The army will still be here when you graduate.......finish school.


----------



## Dkeh (1 Jun 2012)

Do a high school co-op with the military. I did, during the second semester of grade 11. Walked away with my BMQ completed, a bunch of pay in my pocket, and 3 high school credits (some school boards assign credits differently, one person on my course got two credits, and another got 4). After the co-op is over, you have the option of going away for the summer to do your QL3 (your engineer training), where you will get more advanced training, more pay, and an awesome summer.


----------



## AustinL (1 Jun 2012)

Well my dad owns a construction company and I've already done work for him and enjoyed it so if the army doesn't work out for me Ill work for him. 
  So if I join reserves as a combat engineer can I switch to regular forces combat engineer right away after high school?


----------



## PMedMoe (1 Jun 2012)

AustinL said:
			
		

> So if I join reserves as a combat engineer can I switch to regular forces combat engineer right away after high school?



Depends on your definition of "right away"; CTs (component transfers) can take years in some cases.


----------



## AustinL (1 Jun 2012)

PMedMoe said:
			
		

> Depends on your definition of "right away"; CTs (component transfers) can take years in some cases.

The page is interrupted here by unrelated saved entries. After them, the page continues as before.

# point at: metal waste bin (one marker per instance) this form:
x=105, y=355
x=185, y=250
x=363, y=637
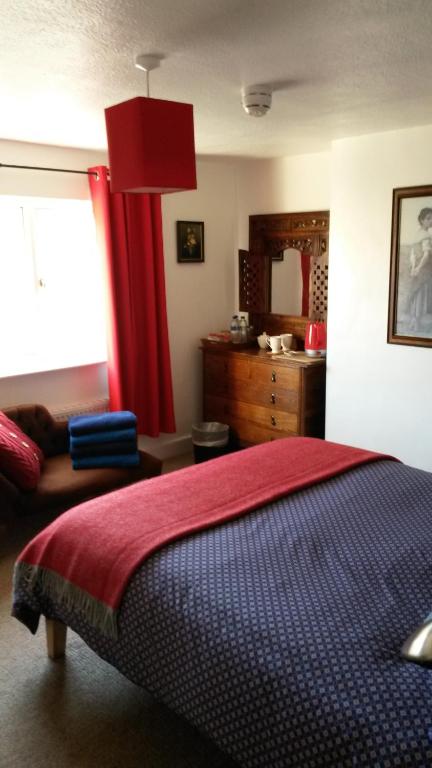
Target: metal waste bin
x=210, y=440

Well I mean would I automatically get accepted as a regular force combat engineer because I did it in reserves?


----------



## PMedMoe (1 Jun 2012)

AustinL said:
			
		

> Well I mean would I automatically get accepted as a regular force combat engineer because I did it in reserves?



No.


----------



## Mushroom (1 Jun 2012)

Why the big rush? Combat engineer is highly competitive right now, not finishing highschool will have a big impact on your application when it comes around to the selection process, It up to you but obviously the more education you have the better off you will be. Even if you applied today depending on your recruiting center you may not even be processed in time for this years selection process (which is coming up soon) and may have to wait until the next fiscal year to apply if you even meet the required score on the CFAT for C.E. 

 It's not like the old days when you sign up Monday and your on the bus to basic Tuesday,  the application process can take awhile (as anyone on here that has been waiting 1 year+ for a spot) can tell you. If your looking for a quick way out of highschool the CF is not your golden ticket, its infamous for its "hurry up and wait" motto.  The reserves isn't always any quicker of a route to take. 

 Finish highschool,  the CF isn't going anywhere.


----------



## AustinL (1 Jun 2012)

Its not that I want to leave high school its that I just want to join the CF as quick as I can but I guess I'm going to have to just wait it out. Thanks.


----------



## Shiggalowe (2 Jun 2012)

As folks much wiser than I have already said, wait until you're done with highschool because the CF doesn't seem like it's going to disappear any time soon. Personally if I could go back to when I was in school I would have looked into a reserve unit to test the waters of army life at the very least (Frankly I give myself a slap upside the head whenever I think about how much time I wasted doing sweet eff all on weekends). In the end what you do is completely up to you but getting your HS diploma will definitely make you more competitive as opposed to someone who doesn't have theirs.


----------